17
ビニール袋を押し破る勢いで、拳ほどの石がひしめき合っている。ざらりとしたその表面は凹凸が少なく、どちらかというと丸みを帯びていた。どこかで見たようなその形に思わず顔を顰めるが、それよりと思い同じように袋を覗き込んでいた畑瀬を見上げる。
「本気ですか?」
「はい?」
言葉に、知らず棘を含んでしまったのは否めない。正気かという意味も込めて言えば彼はきょとりと目を瞠った。二人の間で揺れるビニール袋がガサリと音を立てる。
「どういうつもりか知りませんが、こんないたずらを見てよくそんなことが言えましたね」
「は? いたずら?」
何も分かっていないという畑瀬の態度に少なからず苛立つ。寝ていないせいもあるのか、頭が痛くなってきた。
どう見ても質の悪いいたずらに、刑事である畑瀬は何も思わないのか。それ以前に、『食べごろ』などという冗談も信じられない。仮にも目の前で同期が死に、そのせいで倒れた人間の前で言うことではない。それが石を食べて死んだのが原因なら尚更。
「捨ててください。気分が悪いです」
「え、しかしこんなに……」
「いいから! そんな石捨てろって――!」
何故か渋る態度にガンガンと頭痛が増し、苛立ちに任せて睨みつけた畑瀬の背後に、黒い影が立っていた。
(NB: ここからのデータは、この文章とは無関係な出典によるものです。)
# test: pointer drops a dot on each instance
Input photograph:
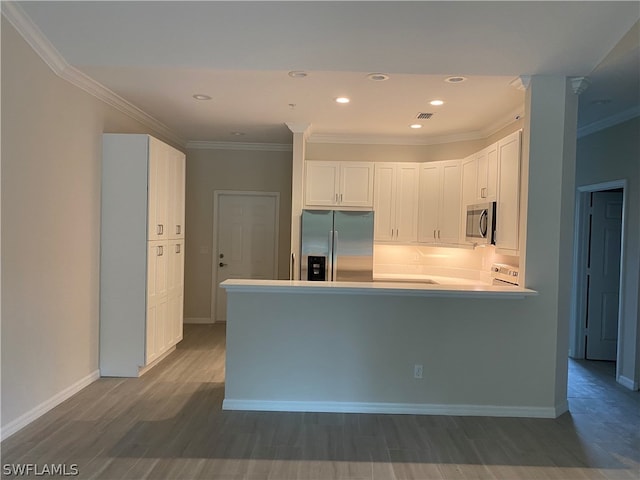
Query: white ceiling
(156, 55)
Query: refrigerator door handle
(334, 254)
(329, 267)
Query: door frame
(214, 247)
(577, 344)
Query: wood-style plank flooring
(169, 425)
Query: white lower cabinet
(141, 259)
(439, 204)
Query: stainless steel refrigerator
(337, 245)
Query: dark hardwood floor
(169, 424)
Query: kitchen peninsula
(384, 347)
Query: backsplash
(441, 261)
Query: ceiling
(157, 55)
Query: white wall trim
(609, 121)
(263, 147)
(44, 407)
(628, 383)
(390, 140)
(57, 63)
(391, 408)
(199, 320)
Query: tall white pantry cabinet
(142, 253)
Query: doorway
(595, 326)
(245, 241)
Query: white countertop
(418, 278)
(467, 289)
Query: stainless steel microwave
(481, 223)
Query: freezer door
(353, 246)
(316, 240)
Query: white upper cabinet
(141, 254)
(166, 186)
(396, 202)
(508, 194)
(339, 184)
(439, 202)
(176, 193)
(487, 179)
(158, 184)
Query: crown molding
(609, 121)
(389, 140)
(501, 123)
(262, 147)
(57, 63)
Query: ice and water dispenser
(316, 268)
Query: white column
(549, 163)
(300, 134)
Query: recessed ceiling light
(601, 101)
(378, 77)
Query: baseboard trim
(627, 383)
(19, 423)
(390, 408)
(198, 320)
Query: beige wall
(51, 150)
(405, 153)
(244, 170)
(609, 155)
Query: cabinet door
(321, 183)
(384, 202)
(158, 164)
(356, 184)
(175, 193)
(492, 173)
(508, 195)
(175, 292)
(481, 181)
(406, 202)
(449, 212)
(157, 265)
(429, 203)
(468, 169)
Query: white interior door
(245, 233)
(604, 276)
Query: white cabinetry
(508, 194)
(396, 202)
(486, 183)
(142, 252)
(439, 203)
(339, 184)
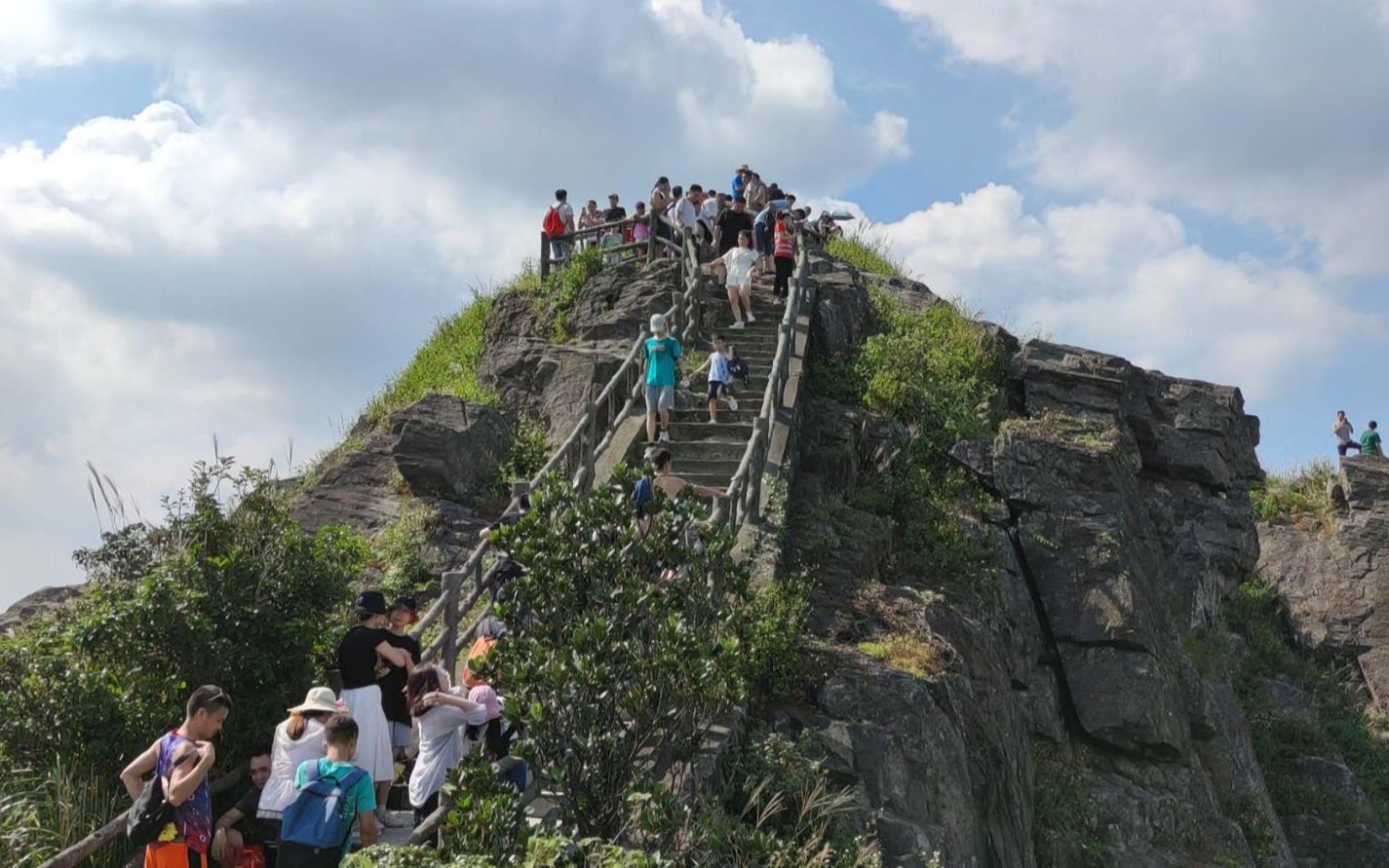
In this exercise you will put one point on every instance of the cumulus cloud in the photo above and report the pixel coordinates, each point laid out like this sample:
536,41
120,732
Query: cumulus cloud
253,253
1261,111
1124,278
夢で見た、あの黒い人のようなものが畑瀬の背中にぴったりとくっついて、その隙間からじっと俺を見ている。夢ではない。口がもごもごと動いている。
「うわああ!?」
衝動的に振り払った手が、畑瀬の手ごとビニール袋に当たる。パン! という音に続いて重い袋がドサリと落下した。弾いた衝撃で後ろ向きに倒れた俺は、ビニール袋の中から転がり出るいくつかの石を視界の端に捉えながら畑瀬から目が離せない。正確には、彼の後ろに立っているものにだ。
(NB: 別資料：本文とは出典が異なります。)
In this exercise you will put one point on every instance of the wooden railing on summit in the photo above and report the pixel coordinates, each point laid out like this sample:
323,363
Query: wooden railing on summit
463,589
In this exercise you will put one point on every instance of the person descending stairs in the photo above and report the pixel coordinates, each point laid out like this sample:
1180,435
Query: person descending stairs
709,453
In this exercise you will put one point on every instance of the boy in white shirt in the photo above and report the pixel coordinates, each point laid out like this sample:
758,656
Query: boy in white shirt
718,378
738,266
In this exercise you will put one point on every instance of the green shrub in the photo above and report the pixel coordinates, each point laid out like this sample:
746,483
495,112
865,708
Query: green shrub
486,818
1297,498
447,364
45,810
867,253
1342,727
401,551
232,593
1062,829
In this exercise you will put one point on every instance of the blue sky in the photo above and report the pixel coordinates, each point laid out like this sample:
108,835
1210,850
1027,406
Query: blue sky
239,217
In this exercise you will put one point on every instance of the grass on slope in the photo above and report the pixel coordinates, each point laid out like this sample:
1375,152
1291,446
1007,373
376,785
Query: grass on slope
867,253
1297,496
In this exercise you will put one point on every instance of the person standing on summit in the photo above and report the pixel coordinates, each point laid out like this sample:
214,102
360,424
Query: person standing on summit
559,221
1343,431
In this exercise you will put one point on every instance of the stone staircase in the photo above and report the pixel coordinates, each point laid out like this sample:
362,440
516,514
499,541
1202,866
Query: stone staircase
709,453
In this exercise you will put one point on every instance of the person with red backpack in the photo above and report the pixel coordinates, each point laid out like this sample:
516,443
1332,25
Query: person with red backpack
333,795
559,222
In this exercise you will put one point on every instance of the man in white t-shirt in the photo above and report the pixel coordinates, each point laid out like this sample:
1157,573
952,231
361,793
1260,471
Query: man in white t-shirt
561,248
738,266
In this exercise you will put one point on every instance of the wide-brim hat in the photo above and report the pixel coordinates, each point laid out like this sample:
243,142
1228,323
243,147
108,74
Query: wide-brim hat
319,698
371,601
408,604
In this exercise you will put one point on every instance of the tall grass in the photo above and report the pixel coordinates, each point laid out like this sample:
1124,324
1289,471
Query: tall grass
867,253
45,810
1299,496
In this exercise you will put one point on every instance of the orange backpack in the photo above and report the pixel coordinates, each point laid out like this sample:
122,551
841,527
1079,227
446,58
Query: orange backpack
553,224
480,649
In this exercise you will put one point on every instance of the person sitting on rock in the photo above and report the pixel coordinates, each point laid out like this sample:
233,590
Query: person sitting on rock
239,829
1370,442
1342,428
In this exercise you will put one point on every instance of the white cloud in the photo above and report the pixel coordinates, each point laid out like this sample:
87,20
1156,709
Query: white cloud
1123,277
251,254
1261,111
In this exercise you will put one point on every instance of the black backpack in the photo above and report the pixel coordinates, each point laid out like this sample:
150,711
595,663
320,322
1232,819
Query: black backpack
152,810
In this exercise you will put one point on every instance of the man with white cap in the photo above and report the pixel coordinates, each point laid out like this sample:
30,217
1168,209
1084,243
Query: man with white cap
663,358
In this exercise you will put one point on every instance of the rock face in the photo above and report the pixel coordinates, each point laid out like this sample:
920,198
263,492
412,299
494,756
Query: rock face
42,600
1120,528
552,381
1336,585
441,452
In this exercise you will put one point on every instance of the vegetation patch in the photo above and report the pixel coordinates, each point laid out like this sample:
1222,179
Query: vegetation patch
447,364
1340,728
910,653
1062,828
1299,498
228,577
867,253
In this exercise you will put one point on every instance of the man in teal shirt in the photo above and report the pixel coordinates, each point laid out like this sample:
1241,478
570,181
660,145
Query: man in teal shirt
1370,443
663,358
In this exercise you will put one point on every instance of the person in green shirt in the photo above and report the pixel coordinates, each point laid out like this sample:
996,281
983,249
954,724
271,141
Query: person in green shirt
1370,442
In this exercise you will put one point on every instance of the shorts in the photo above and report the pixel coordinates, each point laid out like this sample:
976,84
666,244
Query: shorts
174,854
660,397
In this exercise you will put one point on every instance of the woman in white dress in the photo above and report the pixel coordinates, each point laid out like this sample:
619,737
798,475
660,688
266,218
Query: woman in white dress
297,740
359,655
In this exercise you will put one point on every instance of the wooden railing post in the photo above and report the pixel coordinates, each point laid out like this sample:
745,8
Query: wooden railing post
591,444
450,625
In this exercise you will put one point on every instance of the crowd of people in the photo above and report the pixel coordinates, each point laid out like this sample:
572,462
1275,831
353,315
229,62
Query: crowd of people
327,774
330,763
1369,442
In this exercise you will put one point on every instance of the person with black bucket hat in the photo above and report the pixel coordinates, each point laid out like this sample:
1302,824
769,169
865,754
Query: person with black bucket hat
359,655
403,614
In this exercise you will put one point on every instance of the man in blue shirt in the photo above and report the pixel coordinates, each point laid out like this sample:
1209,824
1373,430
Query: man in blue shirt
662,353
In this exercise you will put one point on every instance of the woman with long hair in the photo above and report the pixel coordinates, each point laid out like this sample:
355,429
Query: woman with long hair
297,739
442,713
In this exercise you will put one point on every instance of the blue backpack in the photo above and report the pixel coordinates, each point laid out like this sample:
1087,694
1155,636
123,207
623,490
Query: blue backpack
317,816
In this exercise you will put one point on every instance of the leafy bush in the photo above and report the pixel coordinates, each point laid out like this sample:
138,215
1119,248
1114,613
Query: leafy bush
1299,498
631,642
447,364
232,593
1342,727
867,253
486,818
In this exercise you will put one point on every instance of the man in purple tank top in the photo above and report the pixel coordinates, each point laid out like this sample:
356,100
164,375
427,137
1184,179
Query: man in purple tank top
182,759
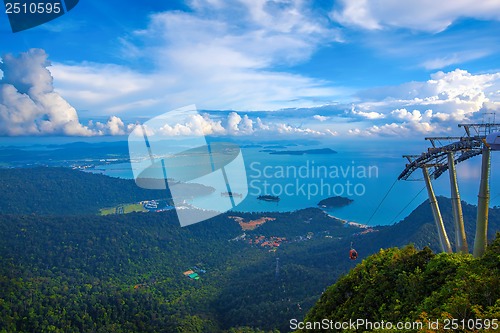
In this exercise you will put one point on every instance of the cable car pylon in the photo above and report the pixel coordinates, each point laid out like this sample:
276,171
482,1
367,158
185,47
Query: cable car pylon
479,139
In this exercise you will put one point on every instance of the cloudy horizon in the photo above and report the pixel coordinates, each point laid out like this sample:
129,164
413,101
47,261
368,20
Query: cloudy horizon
335,68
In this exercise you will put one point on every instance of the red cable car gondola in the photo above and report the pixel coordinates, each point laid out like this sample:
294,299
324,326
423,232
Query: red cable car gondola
353,255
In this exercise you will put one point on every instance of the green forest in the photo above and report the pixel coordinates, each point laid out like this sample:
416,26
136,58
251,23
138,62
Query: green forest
418,286
65,268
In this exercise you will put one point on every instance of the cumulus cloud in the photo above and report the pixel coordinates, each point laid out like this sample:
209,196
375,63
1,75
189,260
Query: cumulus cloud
433,106
423,15
320,118
28,103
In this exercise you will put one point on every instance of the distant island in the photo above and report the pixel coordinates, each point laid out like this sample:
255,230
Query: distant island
321,151
335,202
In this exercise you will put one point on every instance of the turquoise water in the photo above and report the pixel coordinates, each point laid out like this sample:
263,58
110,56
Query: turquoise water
364,175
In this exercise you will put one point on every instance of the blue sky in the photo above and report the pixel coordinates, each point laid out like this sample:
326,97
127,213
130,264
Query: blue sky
255,67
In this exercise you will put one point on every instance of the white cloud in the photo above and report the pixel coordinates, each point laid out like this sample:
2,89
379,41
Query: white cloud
424,15
30,106
453,59
435,106
28,103
320,118
219,55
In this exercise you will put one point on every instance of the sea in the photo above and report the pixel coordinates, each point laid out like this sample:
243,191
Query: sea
362,170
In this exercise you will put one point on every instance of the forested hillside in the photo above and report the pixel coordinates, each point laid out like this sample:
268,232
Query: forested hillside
407,285
68,271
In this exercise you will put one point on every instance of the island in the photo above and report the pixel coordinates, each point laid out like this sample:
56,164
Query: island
335,202
321,151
開け放った玄関扉の向こうから朝日が隙間を縫って滑り込んでいる。そこに場違いなほどに黒い塊がいる。暗闇を無理矢理固めて人の形をしたようなそれは、戸惑ったように俺を見下ろす畑瀬の後ろで俺を見ている。目があるわけでもないのに、確かに見られていると感じた。それが見えない口をもごもごと動かしている。
「ひっ!」
「秋成さん? どうしました、大丈夫ですか?」
「く、来るな!」
心配したような畑瀬がこちらと目線を合わせるために身を屈める。覗き込むようなそれに合わせて、ぴたりと張りついた後ろのあいつも同じように覗き込んできた。俺の喉からヒュッと空気が漏れる。
「来るな! 来るなよ! なんなんだよお前は!」
逃げようとした足に上手く力が入らない。三和土と廊下の僅かな段差ですら這い上がれない。尻餅の格好のまま後ろに下がろうとするが、震える足が床を滑るだけだ。
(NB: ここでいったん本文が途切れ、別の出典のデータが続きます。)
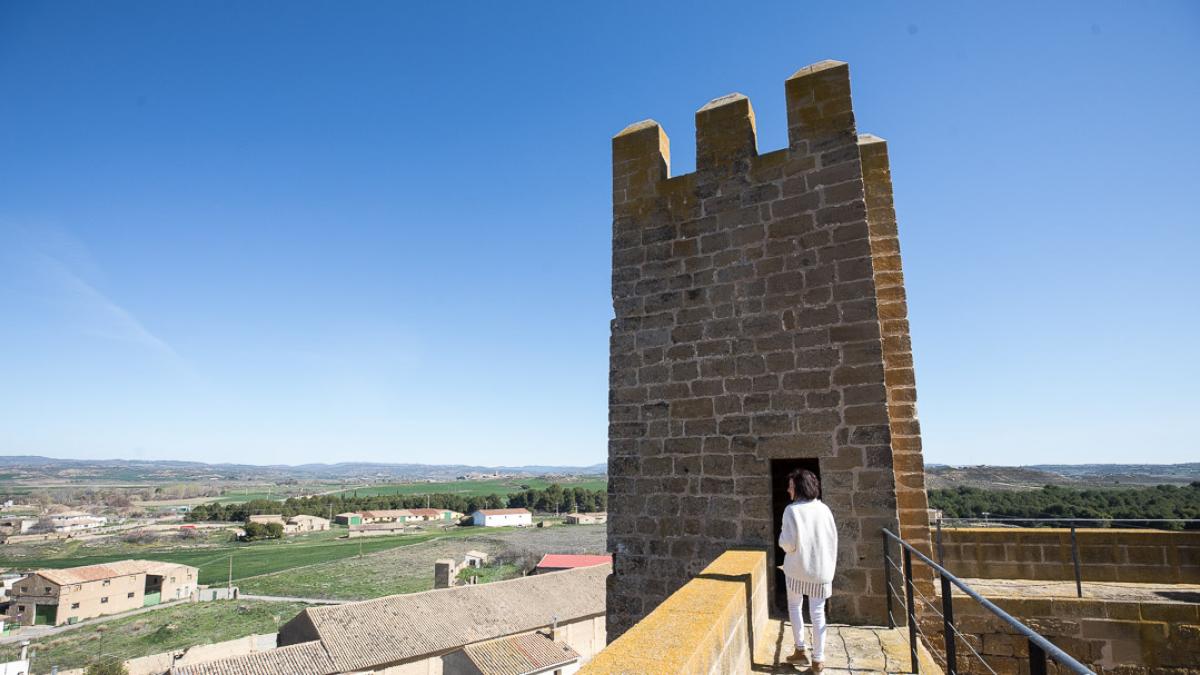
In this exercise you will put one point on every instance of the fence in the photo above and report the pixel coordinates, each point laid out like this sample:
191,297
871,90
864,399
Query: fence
1041,651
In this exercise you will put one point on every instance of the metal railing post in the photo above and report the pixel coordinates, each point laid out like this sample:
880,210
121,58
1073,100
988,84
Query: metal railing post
911,608
1041,650
941,550
887,579
952,664
1074,556
1037,659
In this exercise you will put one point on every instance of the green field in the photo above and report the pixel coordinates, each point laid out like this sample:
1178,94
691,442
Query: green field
407,569
472,488
157,631
249,560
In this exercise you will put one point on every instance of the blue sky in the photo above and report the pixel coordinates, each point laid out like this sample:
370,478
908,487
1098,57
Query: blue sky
285,232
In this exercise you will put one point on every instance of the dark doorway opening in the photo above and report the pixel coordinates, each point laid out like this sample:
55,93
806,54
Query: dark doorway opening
779,501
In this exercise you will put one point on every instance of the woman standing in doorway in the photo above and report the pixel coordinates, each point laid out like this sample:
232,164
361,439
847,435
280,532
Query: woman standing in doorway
809,537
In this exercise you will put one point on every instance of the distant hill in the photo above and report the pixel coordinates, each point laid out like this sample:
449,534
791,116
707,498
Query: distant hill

そこで漸く俺の視線が自分ではなく自分の後ろを見ていると気づいたのか、畑瀬が怪訝な顔で振り返る。振り返った彼と目と鼻の先に、黒い塊が蠢いている。が、彼には何も見えていないのか、何度か黒い塊越しに辺りを見回していた。その光景が気持ち悪くて俺は役に立たない足の代わりにギュッと目を瞑る。
「頼むから……お願いだから、帰ってくれ……!」
俺が何をしたっていうんだ。
そう言えば、少しして小さく溜息が聞こえた。黒いやつに言ったつもりだが、畑瀬は自分に言われたと思ったらしい。しばらくがさがさと袋を触る音が続き、気配が少し遠ざかる。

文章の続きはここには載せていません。